While the record business is dying, this most unlikely matinee idol is thriving. The web is abuzz with Cohen news, old videos have been unearthed and reviews of his recent double CD, Leonard Cohen Live in London, are gushy. (Another double-live set, Leonard Cohen Live at the Isle of Wight 1970, just came out, proving that Cohen's no stranger to crowds. This one numbered 600,000, as Cohen followed Jimi Hendrix.)
Strange that an artist so rarefied should be so adulated. But Cohen — who might have achieved Dylan-level popularity had he not diffused his energy among music, poetry and spirituality (an observer of Judaism, he's also a Zen Buddhist who spent five years in a California monastery in the '90s) — is unique, his work commanding.
Born in Montreal into the comfortable class, Cohen seemed destined to be a poet. He might be the last romantic in rock 'n' roll, though some call him a folksinger rather than a rocker. In 1967, when he released his debut album, Songs of Leonard Cohen, his poetry and fiction had already gained him a following in his native Canada. Cohen's voice, which experience has distilled into a burred bass, snares the listener like a lover, confidentiality and intimacy at its core.
His approach, captured on the live CDs and video, is gentle, almost courtly. On Live in London, he sports a fedora and a natty, double-breasted suit, makes intelligent small talk and treats the audience as if they were in his living room. He's your genial host bearing messages of great import.
Cohen's early songs — "Suzanne," "So Long, Marianne," "Bird on the Wire," "Hey, That's No Way to Say Goodbye" — cemented his image as the Lord Byron of rock. They're complex songs of yearning and regret, and they're sexy. Affairs with the likes of Joni Mitchell and Rebecca De Mornay heightened his laconic roué luster. Cohen's songs have been covered by artists spanning Joan Baez, Tim Buckley, Nick Cave, Cobra Verde, Jarvis Cocker, early champion Judy Collins, even Bob Dylan (on a bootleg, of course).
Still, Cohen, that affable concierge of Hotel Armageddon, never transcended cult status. Releasing 20 albums over 42 years didn't keep him in the public eye, perhaps because many are anthologies and/or live. And he rarely toured. But Cohen seems to have caught up with himself. Not only has he released six albums since the turn of the century, his brackish voice has sunk into a unique, sepulchral vehicle.
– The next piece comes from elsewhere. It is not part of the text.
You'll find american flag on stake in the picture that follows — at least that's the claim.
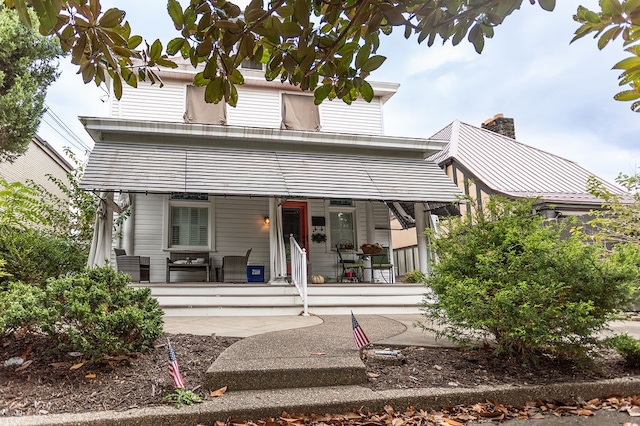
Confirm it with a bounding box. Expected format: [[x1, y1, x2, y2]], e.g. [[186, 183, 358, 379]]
[[351, 311, 371, 349], [167, 339, 184, 389]]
Bilked of more than $5 million by his former manager, he's touring to make money, forced back into the spotlight.
In tunes like "The Future," the jaunty, despairing "Democracy," the stirring "First We Take Manhattan" and long-time associate Sharon Robinson's ravishing "Boogie Street," the oracular Cohen lashes images of social decay to ones of sexual battle, masterfully blurring the personal and the political. The music is vaguely martial, most tunes mid-tempo. In regard to women, Cohen is both supplicant and ravisher. When it comes to politics, he's subversive, even anarchic.
On the stunning London set, the 2008 Rock and Roll Hall of Famer fronts a large band with unique instrumentation. It's a continental group featuring satiny backup singers Sharon Robinson and the Webb Sisters, Middle Eastern spicing courtesy of Spanish plectrist Javier Mas, the seasoned guitar of Bob Metzger and the arrangements of bassist Roscoe Beck. At 26 tunes and more than three hours, there's not a dull moment; even Cohen's kibitzing is gallant and funny as he carefully walks the line between the sacred and the profane, the spiritual and the salacious.